One of my new obsessions is pecans – in my oatmeal, on my ice cream, and just plain. So tonight, I thought I’d try them on chicken, and they didn’t disappoint. The pecan “breading” gave the chicken the most delicious crunchy texture and nutty flavor. Plus they’re good for you!
Pecan Chicken with Tortellini (from MyRecipes.com)
- 2 (9-oz.) packages refrigerated cheese-filled tortellini
- 4 (4-oz.) chicken breast cutlets
- 1/2 teaspoon salt
- 1/4 teaspoon freshly ground pepper
- 3/4 cup finely chopped pecans
- 1 large egg, lightly beaten
- 3 tablespoons olive oil
- 1/2 cup butter
- 3 garlic cloves, thinly sliced
- 3 tablespoons chopped fresh basil
- 3 tablespoons chopped fresh parsley
- 1/4 cup (1 oz.) shredded Parmesan cheese (optional)
- Prepare tortellini according to package directions.
- Meanwhile, sprinkle chicken with salt and pepper.

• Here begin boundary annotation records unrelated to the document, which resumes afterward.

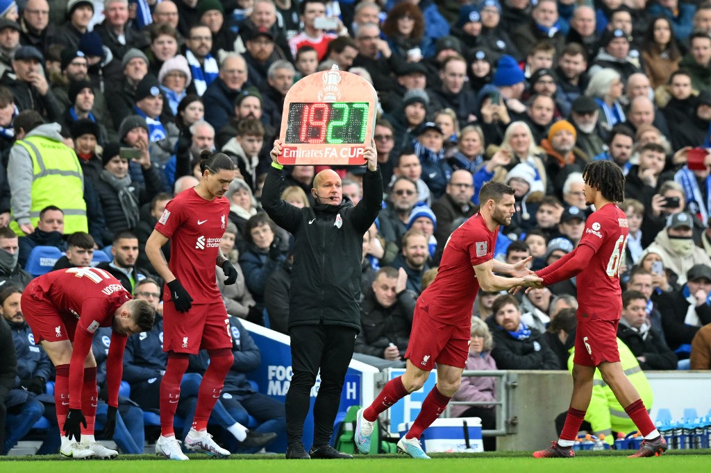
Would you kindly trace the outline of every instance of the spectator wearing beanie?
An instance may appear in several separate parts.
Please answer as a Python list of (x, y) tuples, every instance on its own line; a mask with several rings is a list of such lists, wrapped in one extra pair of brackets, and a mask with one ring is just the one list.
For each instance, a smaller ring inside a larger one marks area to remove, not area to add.
[(94, 18), (92, 0), (69, 0), (67, 2), (67, 21), (57, 31), (55, 43), (77, 49), (82, 35), (89, 29)]
[(392, 124), (395, 146), (391, 156), (397, 156), (417, 135), (415, 131), (427, 121), (429, 114), (429, 96), (422, 89), (412, 89), (402, 97), (402, 109), (385, 116)]
[(541, 141), (540, 146), (547, 154), (545, 165), (550, 186), (555, 195), (562, 197), (563, 183), (571, 173), (582, 173), (588, 158), (575, 147), (577, 132), (567, 120), (560, 120), (550, 126), (547, 139)]
[(210, 53), (218, 58), (220, 50), (229, 53), (236, 50), (237, 34), (232, 33), (225, 18), (225, 8), (220, 0), (200, 0), (198, 2), (198, 23), (207, 25), (213, 34)]
[(161, 67), (158, 82), (173, 116), (178, 114), (178, 105), (188, 94), (186, 89), (192, 80), (188, 60), (182, 55), (166, 60)]
[(108, 131), (94, 113), (96, 108), (96, 95), (91, 82), (86, 80), (73, 82), (69, 85), (68, 99), (70, 104), (62, 115), (62, 124), (71, 128), (77, 120), (82, 119), (90, 120), (99, 127), (99, 133), (96, 135), (99, 144), (103, 146), (108, 143)]
[(480, 123), (487, 143), (501, 144), (508, 124), (525, 118), (526, 107), (520, 101), (525, 79), (516, 60), (505, 54), (498, 60), (492, 83), (479, 90)]
[[(120, 156), (121, 145), (112, 142), (104, 149), (103, 170), (99, 175), (95, 191), (104, 212), (107, 234), (133, 230), (138, 224), (139, 209), (151, 201), (161, 190), (159, 170), (151, 165), (147, 148), (138, 159), (129, 160)], [(145, 185), (134, 183), (129, 173), (129, 162), (137, 163), (143, 174)]]
[(101, 37), (114, 58), (123, 58), (132, 48), (143, 50), (148, 47), (146, 37), (132, 28), (129, 21), (128, 0), (105, 0), (104, 21), (94, 31)]
[(531, 11), (531, 19), (513, 32), (513, 42), (524, 57), (533, 45), (546, 40), (555, 47), (560, 55), (565, 47), (565, 35), (560, 30), (558, 4), (555, 0), (540, 0)]
[(123, 77), (109, 82), (107, 94), (111, 97), (111, 116), (114, 124), (120, 124), (135, 112), (136, 88), (148, 75), (148, 58), (142, 51), (129, 49), (121, 60)]
[(484, 0), (479, 4), (477, 11), (481, 18), (481, 33), (477, 45), (479, 48), (491, 51), (492, 62), (496, 62), (504, 54), (517, 60), (525, 59), (525, 55), (521, 54), (516, 48), (509, 33), (513, 31), (513, 28), (501, 21), (501, 4), (498, 0)]
[[(0, 8), (2, 6), (0, 6)], [(4, 33), (8, 29), (11, 31)], [(17, 23), (6, 18), (0, 18), (0, 33), (4, 34), (6, 38), (3, 44), (0, 45), (0, 76), (6, 70), (12, 70), (12, 58), (15, 55), (15, 51), (21, 45), (20, 31), (20, 26)]]
[(15, 74), (3, 75), (0, 85), (15, 96), (15, 104), (20, 112), (34, 110), (43, 119), (56, 121), (61, 117), (62, 107), (42, 73), (43, 62), (44, 57), (36, 48), (22, 46), (12, 61)]
[[(61, 2), (59, 2), (61, 3)], [(46, 15), (31, 15), (28, 9), (37, 9), (50, 11), (46, 1), (42, 0), (28, 0), (22, 12), (22, 17), (18, 21), (21, 31), (20, 31), (20, 44), (26, 46), (34, 46), (43, 55), (49, 50), (50, 45), (56, 44), (56, 31), (55, 23), (48, 21)], [(60, 8), (57, 8), (58, 10)], [(51, 9), (55, 10), (55, 9)], [(50, 13), (51, 14), (51, 11)]]
[(74, 151), (79, 158), (85, 180), (95, 183), (104, 169), (104, 164), (97, 153), (97, 141), (100, 136), (99, 124), (89, 119), (79, 119), (71, 124), (70, 133), (74, 140)]

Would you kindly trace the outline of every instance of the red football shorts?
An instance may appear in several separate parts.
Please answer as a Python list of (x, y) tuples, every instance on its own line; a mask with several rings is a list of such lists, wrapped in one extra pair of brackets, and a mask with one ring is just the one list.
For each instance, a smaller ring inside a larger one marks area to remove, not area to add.
[(469, 354), (471, 330), (470, 324), (449, 325), (432, 319), (418, 303), (405, 357), (427, 371), (434, 368), (435, 363), (463, 369)]
[(22, 293), (20, 303), (27, 325), (32, 329), (36, 344), (42, 340), (74, 341), (74, 332), (76, 332), (79, 319), (60, 314), (41, 292), (31, 289), (26, 290)]
[(193, 304), (187, 312), (163, 303), (163, 351), (197, 354), (201, 349), (232, 348), (230, 319), (225, 304)]
[(620, 361), (617, 349), (617, 325), (619, 320), (577, 317), (575, 331), (575, 354), (573, 362), (584, 366), (597, 366), (603, 361)]

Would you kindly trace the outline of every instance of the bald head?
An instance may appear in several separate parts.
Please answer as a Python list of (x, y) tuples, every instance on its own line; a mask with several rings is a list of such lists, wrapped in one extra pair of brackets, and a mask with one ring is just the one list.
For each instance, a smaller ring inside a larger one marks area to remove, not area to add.
[(316, 202), (326, 205), (341, 205), (343, 192), (341, 176), (331, 169), (324, 169), (314, 178), (311, 195)]

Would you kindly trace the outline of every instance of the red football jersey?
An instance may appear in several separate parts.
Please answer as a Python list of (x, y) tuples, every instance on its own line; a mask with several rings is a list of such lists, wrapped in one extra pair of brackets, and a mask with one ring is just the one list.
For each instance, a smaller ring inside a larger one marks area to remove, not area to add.
[(627, 217), (614, 204), (606, 204), (585, 222), (579, 245), (595, 251), (577, 275), (578, 313), (616, 320), (622, 313), (618, 271), (627, 246)]
[[(156, 224), (156, 229), (171, 239), (169, 266), (193, 304), (221, 299), (215, 266), (229, 214), (230, 201), (225, 197), (205, 200), (191, 187), (168, 202)], [(170, 300), (166, 287), (164, 300)]]
[(35, 290), (52, 302), (63, 318), (77, 320), (77, 328), (90, 337), (100, 327), (111, 327), (114, 314), (132, 299), (108, 271), (70, 268), (43, 274), (33, 281)]
[(450, 325), (469, 324), (479, 290), (474, 268), (493, 259), (498, 229), (491, 232), (476, 214), (452, 232), (444, 246), (437, 276), (417, 303), (435, 320)]

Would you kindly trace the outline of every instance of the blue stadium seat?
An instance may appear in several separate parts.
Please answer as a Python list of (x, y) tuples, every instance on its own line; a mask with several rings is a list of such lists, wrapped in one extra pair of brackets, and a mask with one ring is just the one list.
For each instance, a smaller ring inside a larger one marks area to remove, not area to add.
[(57, 260), (63, 256), (56, 246), (35, 246), (27, 257), (25, 271), (33, 276), (42, 276), (52, 271)]
[(94, 267), (100, 263), (110, 263), (112, 261), (112, 259), (101, 250), (94, 250), (94, 257), (91, 260), (91, 266)]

Place pecans in a shallow bowl. Place egg in a second bowl. Dip chicken in egg mixture, allowing excess to drip off. Dredge chicken in pecans, pressing firmly to adhere.
- Cook chicken in hot oil in a large nonstick skillet over medium-high heat 2 minutes on each side or until done. Remove from skillet; wipe skillet clean.
- Melt butter in skillet over medium heat. Add garlic, and sauté 5 to 7 minutes or until garlic is caramel-colored and butter begins to turn golden brown. Immediately remove from heat, and stir in basil, parsley, and hot cooked tortellini. Sprinkle with cheese. Serve immediately with chicken.
While I didn’t make enough chicken to take leftovers for lunch tomorrow (Bob gets the extra chicken), I did have some extra tortellini and pecan topping to take.